There's a name I've been hearing lately—a name that makes my blood run cold. Every whisper, every hushed conversation in the dark corners of the city, all lead back to him. A ghost from my past. A man I thought was gone, buried under the weight of time and regret.
But ghosts don't stay dead. Not in this world.
His name is Soren, and he's not just anyone. He was my mentor. My tormentor. The one who took me in when I was nothing, shaped me into something lethal, and then discarded me when I no longer fit his vision. The one who taught me how to kill—how to carve a life out of violence and precision. The one who broke me before I could rebuild myself.
I find him in a decaying mansion on the outskirts of the city, a place where the walls are thick with mildew and the air hums with the ghosts of past sins. No one comes here unless they want to disappear. It's fitting. Soren has always had a taste for the macabre, for theatrics that mask the cold pragmatism underneath. His sanctuary is crawling with hired muscle, men who have no idea what real monsters look like. They think they're dangerous. They think they matter.
They don't.
I move through them like a shadow, cutting them down with practiced ease. Their deaths are quick, clean, efficient. No wasted movement, no hesitation. By the time I reach the study, my blade is warm in my hand, a silent witness to the bodies left behind.
Soren is there, hunched over a desk littered with maps and documents, his fingers tracing over faded ink and battle plans. He doesn't look up when I enter. He doesn't need to.
"Did you think I would stay gone forever?" My voice is steady, but the air crackles with old wounds, with everything left unsaid.

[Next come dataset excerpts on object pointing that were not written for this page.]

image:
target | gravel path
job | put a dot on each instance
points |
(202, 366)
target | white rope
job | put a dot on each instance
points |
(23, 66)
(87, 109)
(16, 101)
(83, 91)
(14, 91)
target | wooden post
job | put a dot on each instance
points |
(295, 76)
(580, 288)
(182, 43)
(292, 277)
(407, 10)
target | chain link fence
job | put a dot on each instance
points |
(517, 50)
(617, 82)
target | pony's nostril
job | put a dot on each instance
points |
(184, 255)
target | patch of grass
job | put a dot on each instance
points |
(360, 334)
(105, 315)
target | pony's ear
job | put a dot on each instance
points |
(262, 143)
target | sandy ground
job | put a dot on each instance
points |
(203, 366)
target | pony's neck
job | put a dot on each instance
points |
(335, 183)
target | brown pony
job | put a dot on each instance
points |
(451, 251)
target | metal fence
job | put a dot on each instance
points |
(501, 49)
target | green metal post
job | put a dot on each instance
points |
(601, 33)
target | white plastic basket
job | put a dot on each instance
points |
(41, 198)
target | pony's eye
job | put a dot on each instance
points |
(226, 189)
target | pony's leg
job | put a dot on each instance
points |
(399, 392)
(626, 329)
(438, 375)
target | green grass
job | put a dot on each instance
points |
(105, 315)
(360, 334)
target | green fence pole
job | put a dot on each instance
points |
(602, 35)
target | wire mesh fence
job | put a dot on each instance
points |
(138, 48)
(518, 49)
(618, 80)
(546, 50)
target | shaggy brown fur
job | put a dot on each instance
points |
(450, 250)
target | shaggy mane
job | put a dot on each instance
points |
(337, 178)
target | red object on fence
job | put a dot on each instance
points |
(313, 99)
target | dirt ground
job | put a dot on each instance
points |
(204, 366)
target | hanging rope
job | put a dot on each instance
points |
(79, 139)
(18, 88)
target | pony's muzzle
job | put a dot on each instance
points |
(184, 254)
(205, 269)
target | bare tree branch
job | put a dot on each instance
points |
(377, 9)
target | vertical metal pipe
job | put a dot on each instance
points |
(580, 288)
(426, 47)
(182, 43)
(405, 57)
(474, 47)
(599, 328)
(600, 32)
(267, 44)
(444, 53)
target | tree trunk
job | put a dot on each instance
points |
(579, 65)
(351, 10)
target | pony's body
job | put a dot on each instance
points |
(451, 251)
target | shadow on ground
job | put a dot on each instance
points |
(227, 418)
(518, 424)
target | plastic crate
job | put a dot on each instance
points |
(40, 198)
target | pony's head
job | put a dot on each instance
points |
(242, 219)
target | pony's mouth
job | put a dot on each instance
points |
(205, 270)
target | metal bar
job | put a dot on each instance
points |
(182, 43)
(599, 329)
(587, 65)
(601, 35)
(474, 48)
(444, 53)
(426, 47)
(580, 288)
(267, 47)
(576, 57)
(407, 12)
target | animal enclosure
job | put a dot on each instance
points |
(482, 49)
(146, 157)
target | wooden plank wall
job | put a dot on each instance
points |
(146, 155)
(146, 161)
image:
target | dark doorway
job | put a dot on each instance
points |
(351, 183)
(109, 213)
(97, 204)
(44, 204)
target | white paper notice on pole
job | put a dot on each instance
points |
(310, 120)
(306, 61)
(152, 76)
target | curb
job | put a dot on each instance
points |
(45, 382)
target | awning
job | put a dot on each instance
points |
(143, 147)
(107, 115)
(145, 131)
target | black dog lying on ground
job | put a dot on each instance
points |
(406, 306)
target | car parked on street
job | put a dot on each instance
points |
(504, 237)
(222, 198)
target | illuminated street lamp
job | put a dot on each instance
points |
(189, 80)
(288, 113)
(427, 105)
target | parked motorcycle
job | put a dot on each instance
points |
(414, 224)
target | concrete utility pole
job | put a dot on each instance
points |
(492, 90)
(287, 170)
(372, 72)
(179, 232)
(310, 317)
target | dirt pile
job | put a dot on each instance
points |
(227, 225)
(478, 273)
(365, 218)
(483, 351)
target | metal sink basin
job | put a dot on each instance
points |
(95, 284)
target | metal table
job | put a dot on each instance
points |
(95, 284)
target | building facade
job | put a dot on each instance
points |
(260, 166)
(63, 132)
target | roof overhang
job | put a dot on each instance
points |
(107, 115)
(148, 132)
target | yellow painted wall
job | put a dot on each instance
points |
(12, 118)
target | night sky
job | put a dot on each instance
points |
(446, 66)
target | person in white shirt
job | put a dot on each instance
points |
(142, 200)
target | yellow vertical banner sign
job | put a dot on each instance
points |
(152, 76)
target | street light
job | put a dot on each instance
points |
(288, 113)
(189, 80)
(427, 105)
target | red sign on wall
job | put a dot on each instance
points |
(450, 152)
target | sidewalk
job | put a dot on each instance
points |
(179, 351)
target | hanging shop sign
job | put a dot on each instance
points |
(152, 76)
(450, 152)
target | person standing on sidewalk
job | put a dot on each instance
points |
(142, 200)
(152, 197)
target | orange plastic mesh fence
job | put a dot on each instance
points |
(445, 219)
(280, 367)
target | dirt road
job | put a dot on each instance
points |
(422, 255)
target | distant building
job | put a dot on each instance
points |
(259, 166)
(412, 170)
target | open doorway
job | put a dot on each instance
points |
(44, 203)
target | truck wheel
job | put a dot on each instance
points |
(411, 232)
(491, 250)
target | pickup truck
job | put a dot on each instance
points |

Soren finally lifts his gaze, his lips curling into something that is neither a smile nor a smirk, but a thing in between. Amused. Appraising. "You've come far," he says, his voice still the same—calm, controlled, surgical. "But you're still the same. Weak. A shadow of the person you could have been."
Anger flares in my chest, hot and consuming, but I don't let it surface. He wants a reaction. He always did. He wants to see if I'm still the child he forged in blood and discipline. But I am no longer that person. Not anymore.
"I'm not here for your games," I reply, taking a step closer. "I'm here to end this."
Soren exhales through his nose, a quiet acknowledgment. He rises from his chair slowly, like he has all the time in the world, like he isn't staring at his own death. There's no fear in his eyes. Only calculation. He's weighing my stance, the grip on my weapon, the distance between us.
Then, he nods, just once. "Show me."
I don't hesitate.
The knife in my hand is the same one I used for my first kill. The same one he placed in my grip all those years ago, guiding my hand through flesh and sinew, whispering lessons of pain and power. Now, it moves with a will of its own, slipping into his side before he can react. The blade sinks deep, finding home between ribs, puncturing something vital. His breath hitches, and for the first time, something flickers in his expression—recognition. Maybe even pride. But then it's gone, lost to the weight of his failing body.
He staggers, hands grasping for purchase on the edge of the desk. Blood pools between us, dark and thick, soaking into the papers that once held his plans. His fingers twitch like they want to reach for me, to hold on to something familiar, but I step back.
"You were always a tool," I whisper, watching as the light dims in his eyes. "And now you're just another corpse."
He doesn't respond. He can't.
The mansion is silent as I leave, save for the distant echoes of the past pressing in from the walls. Another ghost buried. Another name crossed off my list.
But ghosts have a habit of coming back. And I know, deep down, that this is far from over.